A icônica vinícola portuguesa, famosa pelos vinhos Pêra-Manca, Cartuxa e Scala Coeli, recebe seus visitantes mediante agendamento prévio feito via site (clique aqui!) em um belo centro de visitantes/loja - as visitas com degustação custam a partir de 10 euros por pessoa. Chegamos no horário marcado e logo nos unimos a um grupo composto em sua maioria por brasileiros e alguns portugueses.

Quem conduziu o passeio foi o ótimo guia Santiago, que nos contou a história da vinícola, que hoje é um ativo da Fundação Eugênio de Almeida, mas sua história começou em 1776 no prédio onde a visita ocorre, chamado de Quinta de Valbom - que era uma casa de jesuítas e que "em 1759, com a expulsão da Companhia de Jesus do país pelo Marquês de Pombal, a Quinta, com a sua edificação, passou a integrar os bens do Estado tendo, alguns anos mais tarde (1776), e pela primeira vez, sido equipada com um lagar de vinho que rapidamente ganhou importância na região." - fonte: Cartuxa.pt

A visita conta com a exibição de um vídeo que conta a história da adega e também dados interessantes: aprendemos que apenas 30% da colheita de uvas é feita de forma mecânica e que 55% da produção é destinada para consumo interno.

 

As barricas de carvalho repousam hoje onde, vários séculos atrás, foi o refeitório do mosteiro dos jesuítas, antes de serem expulsos.

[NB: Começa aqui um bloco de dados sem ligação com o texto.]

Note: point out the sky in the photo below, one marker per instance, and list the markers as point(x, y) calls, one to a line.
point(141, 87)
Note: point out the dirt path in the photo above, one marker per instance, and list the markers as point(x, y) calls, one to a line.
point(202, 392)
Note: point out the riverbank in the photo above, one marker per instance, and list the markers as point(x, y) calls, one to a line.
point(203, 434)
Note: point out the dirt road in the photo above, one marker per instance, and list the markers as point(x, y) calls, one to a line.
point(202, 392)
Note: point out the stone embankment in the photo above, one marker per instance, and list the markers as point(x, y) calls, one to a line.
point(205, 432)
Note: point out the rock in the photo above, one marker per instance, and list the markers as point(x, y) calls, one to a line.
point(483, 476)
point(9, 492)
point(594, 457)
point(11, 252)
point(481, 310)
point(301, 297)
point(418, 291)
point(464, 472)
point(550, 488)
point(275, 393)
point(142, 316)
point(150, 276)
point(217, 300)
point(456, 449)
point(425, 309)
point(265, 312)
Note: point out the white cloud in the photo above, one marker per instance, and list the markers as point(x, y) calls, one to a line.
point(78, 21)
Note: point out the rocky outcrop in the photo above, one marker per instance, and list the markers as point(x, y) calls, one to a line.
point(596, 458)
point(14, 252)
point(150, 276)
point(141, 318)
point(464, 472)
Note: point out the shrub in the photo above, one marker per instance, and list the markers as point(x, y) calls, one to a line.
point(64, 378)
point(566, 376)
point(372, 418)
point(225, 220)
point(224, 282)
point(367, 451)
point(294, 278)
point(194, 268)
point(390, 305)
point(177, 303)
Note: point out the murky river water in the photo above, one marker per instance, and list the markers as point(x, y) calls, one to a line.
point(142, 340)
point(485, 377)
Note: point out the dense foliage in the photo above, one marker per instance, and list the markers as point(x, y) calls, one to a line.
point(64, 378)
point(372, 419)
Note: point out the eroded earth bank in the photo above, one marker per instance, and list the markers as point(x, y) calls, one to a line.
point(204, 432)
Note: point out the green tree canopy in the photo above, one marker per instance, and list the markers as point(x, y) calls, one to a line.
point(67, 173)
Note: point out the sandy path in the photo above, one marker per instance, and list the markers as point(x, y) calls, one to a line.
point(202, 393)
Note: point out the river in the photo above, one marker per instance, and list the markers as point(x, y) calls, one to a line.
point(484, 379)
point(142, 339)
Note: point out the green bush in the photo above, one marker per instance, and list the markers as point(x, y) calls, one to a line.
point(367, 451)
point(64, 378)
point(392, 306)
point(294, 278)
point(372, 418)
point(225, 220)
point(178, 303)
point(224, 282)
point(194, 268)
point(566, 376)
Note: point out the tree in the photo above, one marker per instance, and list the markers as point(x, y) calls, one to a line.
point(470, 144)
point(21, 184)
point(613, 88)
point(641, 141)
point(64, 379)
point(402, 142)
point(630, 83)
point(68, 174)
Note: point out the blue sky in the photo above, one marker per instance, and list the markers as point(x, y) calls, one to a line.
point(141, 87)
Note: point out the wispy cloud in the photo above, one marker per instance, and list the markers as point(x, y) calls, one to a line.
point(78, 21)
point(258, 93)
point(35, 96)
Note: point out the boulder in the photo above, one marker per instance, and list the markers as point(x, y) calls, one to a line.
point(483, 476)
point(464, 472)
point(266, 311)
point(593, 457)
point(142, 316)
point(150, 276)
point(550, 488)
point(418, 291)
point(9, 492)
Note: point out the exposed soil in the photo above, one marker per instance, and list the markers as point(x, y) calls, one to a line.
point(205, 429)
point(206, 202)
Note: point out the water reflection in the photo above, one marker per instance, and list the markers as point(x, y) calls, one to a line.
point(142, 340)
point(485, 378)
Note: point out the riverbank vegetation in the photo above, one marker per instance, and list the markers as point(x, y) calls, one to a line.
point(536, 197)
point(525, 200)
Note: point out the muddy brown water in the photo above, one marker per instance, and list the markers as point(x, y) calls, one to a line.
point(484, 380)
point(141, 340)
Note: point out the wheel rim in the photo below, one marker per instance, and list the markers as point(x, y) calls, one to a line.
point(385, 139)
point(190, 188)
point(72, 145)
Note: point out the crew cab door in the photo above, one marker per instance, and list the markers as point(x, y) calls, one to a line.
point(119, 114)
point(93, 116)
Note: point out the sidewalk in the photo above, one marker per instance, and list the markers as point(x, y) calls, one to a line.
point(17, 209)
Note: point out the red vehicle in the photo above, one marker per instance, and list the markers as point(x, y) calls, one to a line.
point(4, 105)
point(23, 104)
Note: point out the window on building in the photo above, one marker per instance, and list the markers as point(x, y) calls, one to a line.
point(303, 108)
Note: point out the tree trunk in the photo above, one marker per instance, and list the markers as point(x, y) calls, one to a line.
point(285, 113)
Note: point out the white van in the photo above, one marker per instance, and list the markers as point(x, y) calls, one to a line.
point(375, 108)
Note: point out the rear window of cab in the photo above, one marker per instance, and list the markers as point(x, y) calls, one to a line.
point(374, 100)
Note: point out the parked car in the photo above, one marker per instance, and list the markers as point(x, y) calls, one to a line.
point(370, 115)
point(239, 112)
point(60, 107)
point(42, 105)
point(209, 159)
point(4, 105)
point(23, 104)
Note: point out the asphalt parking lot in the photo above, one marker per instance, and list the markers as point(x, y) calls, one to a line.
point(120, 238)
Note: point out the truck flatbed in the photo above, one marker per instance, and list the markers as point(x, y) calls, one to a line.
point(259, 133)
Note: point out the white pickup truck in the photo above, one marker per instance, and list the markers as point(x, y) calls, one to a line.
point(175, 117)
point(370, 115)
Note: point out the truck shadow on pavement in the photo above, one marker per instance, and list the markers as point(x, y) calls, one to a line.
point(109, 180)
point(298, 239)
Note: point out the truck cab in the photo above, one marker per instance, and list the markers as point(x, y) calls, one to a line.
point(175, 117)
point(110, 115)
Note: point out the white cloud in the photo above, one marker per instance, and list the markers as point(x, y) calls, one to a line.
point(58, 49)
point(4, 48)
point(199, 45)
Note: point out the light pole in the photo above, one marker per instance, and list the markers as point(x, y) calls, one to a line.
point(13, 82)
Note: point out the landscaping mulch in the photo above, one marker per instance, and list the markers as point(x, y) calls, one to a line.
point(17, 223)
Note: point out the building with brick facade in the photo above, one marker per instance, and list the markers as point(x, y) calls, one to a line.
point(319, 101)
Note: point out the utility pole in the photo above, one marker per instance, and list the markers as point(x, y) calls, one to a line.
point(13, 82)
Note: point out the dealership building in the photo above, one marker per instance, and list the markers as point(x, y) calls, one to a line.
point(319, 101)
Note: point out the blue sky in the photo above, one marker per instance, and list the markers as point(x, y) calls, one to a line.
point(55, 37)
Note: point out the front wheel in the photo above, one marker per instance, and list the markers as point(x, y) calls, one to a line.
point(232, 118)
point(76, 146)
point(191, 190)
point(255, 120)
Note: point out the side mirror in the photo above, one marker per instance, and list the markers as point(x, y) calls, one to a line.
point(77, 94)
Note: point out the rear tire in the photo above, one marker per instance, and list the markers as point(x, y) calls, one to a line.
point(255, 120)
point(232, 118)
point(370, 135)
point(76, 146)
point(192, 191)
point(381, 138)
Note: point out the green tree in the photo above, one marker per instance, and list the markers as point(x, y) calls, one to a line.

A degustação é feita em uma mesa neste mesmo salão - um mergulho na história!

Degustamos quatro rótulos, que foram acompanhados por água, pães, dois tipos de azeite também da Cartuxa e lascas de presunto pata negra (de porcos pretos criados lá na Fundação Eugênio de Almeida e muito típicos da região):

 

Scala Coeli Branco 2009 - Uva Verdelho

Cartuxa Tinto Talha Bio 2017

Cartuxa Reserva 2014

Scala Coeli 2015 - Touriga Nacional

 

(na foto abaixo estão os rótulos, da direita para a esquerda!)

A degustação foi muito interessante: iniciamos com um branco Scala Coeli ("escada para o céu" em latim), que é a segunda melhor linha da adega, depois da Pêra-Manca. Maravilhoso! Depois, provamos um vinho orgânico que é novidade, feito da mesma forma que se fazia antigamente, em talhas de barro. É realmente um sabor diferente, mas eu não gostei. Conforme o Santiago disse que aconteceria, depois de um tempo na taça ele realmente abriu e melhorou um pouco, mas ainda assim não foi meu favorito.

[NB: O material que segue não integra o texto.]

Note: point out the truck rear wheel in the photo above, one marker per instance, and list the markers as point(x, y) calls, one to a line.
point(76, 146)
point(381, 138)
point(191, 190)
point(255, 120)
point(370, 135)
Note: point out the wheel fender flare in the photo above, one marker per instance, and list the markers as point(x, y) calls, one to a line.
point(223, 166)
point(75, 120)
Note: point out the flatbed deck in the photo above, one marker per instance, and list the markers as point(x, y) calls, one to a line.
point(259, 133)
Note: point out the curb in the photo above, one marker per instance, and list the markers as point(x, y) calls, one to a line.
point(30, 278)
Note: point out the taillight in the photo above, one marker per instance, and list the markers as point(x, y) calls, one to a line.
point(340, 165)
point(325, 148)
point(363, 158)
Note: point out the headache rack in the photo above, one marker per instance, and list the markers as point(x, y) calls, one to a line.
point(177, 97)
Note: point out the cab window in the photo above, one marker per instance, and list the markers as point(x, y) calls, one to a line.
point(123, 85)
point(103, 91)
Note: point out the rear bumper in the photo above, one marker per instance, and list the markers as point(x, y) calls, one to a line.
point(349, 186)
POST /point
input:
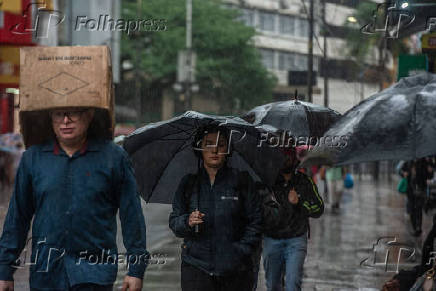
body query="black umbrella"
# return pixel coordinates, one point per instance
(298, 118)
(162, 152)
(398, 123)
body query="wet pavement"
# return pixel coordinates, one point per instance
(340, 242)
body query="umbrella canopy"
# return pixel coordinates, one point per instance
(300, 119)
(398, 123)
(162, 153)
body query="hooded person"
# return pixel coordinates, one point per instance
(293, 200)
(218, 214)
(72, 180)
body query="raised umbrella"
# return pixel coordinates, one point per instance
(162, 152)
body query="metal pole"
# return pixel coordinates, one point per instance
(137, 79)
(326, 72)
(310, 54)
(188, 97)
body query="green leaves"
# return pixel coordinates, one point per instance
(228, 65)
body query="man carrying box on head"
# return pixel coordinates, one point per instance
(72, 178)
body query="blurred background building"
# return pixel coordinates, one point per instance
(282, 36)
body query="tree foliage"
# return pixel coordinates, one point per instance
(228, 65)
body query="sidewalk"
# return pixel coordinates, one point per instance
(338, 244)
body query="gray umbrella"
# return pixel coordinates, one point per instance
(162, 152)
(301, 119)
(398, 123)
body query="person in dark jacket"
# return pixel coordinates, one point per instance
(218, 213)
(287, 210)
(70, 189)
(417, 173)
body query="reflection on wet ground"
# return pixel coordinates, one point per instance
(339, 243)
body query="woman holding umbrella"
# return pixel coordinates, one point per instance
(218, 213)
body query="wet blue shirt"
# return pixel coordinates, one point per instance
(73, 202)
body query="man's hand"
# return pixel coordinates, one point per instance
(195, 218)
(293, 196)
(132, 284)
(6, 285)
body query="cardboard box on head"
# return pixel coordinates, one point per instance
(56, 77)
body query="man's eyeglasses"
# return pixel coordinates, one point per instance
(73, 115)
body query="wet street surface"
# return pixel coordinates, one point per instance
(339, 244)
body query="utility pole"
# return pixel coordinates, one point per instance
(310, 54)
(137, 78)
(325, 65)
(188, 93)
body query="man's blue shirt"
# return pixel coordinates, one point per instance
(74, 202)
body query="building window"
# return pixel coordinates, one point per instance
(286, 61)
(300, 62)
(266, 21)
(247, 17)
(302, 26)
(267, 58)
(287, 24)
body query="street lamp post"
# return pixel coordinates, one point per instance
(310, 54)
(188, 97)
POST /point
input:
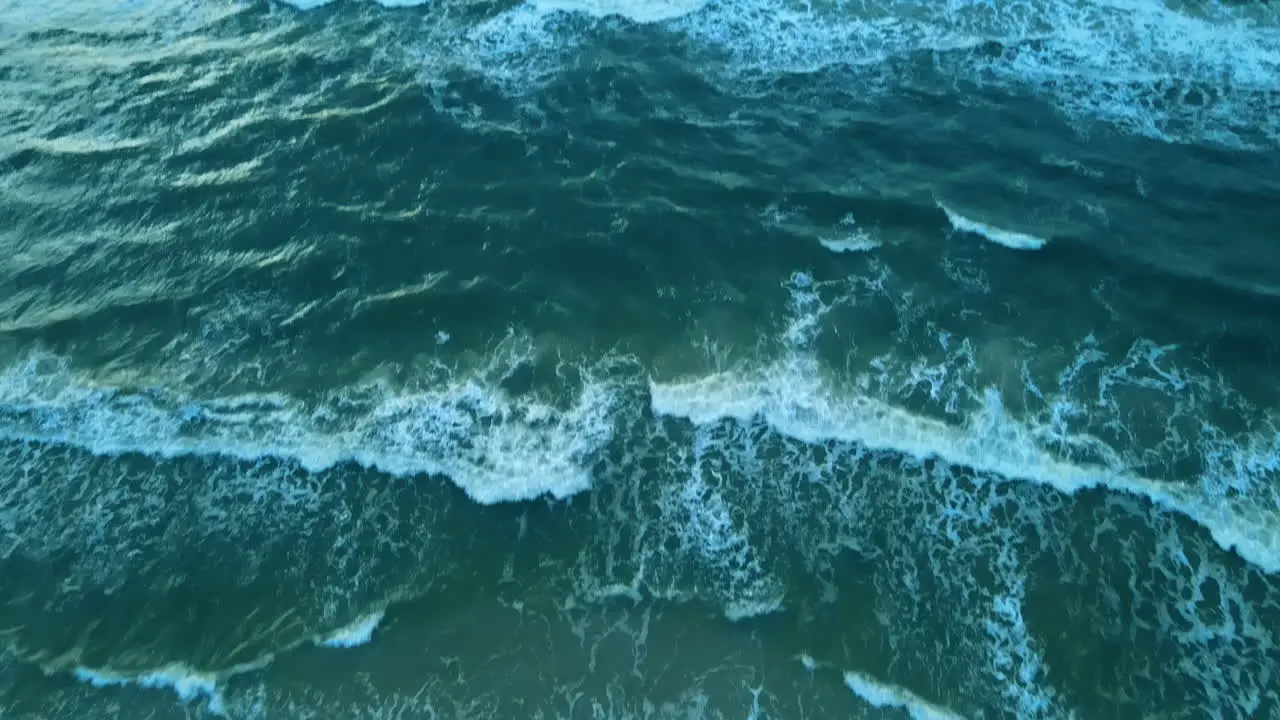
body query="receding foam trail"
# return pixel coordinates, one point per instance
(355, 634)
(794, 400)
(494, 446)
(881, 695)
(1009, 238)
(188, 683)
(635, 10)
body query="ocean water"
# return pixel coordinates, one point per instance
(639, 359)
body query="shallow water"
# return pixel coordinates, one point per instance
(734, 359)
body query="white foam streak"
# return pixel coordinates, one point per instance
(794, 400)
(885, 696)
(635, 10)
(355, 634)
(493, 446)
(188, 683)
(1009, 238)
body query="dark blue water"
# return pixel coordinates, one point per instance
(746, 359)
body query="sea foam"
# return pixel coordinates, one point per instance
(494, 446)
(357, 633)
(1009, 238)
(885, 696)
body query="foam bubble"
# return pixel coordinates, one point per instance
(635, 10)
(1009, 238)
(794, 400)
(355, 634)
(493, 445)
(190, 684)
(885, 696)
(795, 397)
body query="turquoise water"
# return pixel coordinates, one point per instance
(597, 359)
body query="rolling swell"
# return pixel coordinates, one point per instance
(455, 333)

Provamos então o Cartuxa Reserva e o Scala Coeli tinto, ambos deliciosos!

 

A visita termina onde começou: na loja! A loja também vende vinho por taça, então se você quiser degustar outros rótulos, também pode. Lá você encontra todos os vinhos produzidos pela adega e também os azeites. O Pêra-Manca tinto estava à venda por 220 euros e limitado a uma garrafa por pessoa. Mas não se assuste, o preço das garrafas de outros rótulos começava em 2 euros!

Nós trouxemos para casa um Pêra-Manca Branco 2016, um Cartuxa Reserva 2014 (o mesmo que provamos na degustação) e um vinho chamado Foral de Évora Colheita 2016, que praticamente não é exportado e parece ser muito bom, foi indicação do nosso guia Santiago. Ganhamos uma caixa de madeira da Cartuxa, que em breve vai decorar a adega de nossa casa nova!

Nós dois felizões saindo com nossas compras!

 

Adega Cartuxa - Quinta do Valbom - Reservas aqui

Estrada da Soeira

Tel: Tel: (+351) 266 748 383

 

Foi Santiago também que nos indicou o restaurante delicioso onde almoçamos, chamado 1/4 para as 9! Rsrsrs Achei o nome engraçado.

O restaurante fica no centro de Évora e conseguimos uma das últimas mesas para o almoço de domingo. As mesas estavam ocupadas somente por portugueses, então acho que é pouco turístico - não tem nem fachada: a entrada é por uma porta em um arco que deve ter algumas centenas de anos! Pedimos de entrada um polvo ao vinagrete que estava delicioso e dividimos de prato principal um cachaço de porco preto assado com purê de maçã - super saboroso, amamos! Google nos contou que cachaço é pescoço do porco: uma carne bem macia e saborosa, que combinou perfeitamente com o purê de maçã (faltou foto do purê!).

Depois do almoço, fomos até o Templo Romano de Évora, que foi declarado Patrimônio Mundial pela Unesco e construído no século I - muito antigo e até hoje está lá, imponente e no meio da cidade, não precisa pagar nada para conhecê-lo.

Algumas fotos depois, seguimos nossa rota cruzando a fronteira espanhola e chegando até Sevilha, mas o resto eu conto em outro post!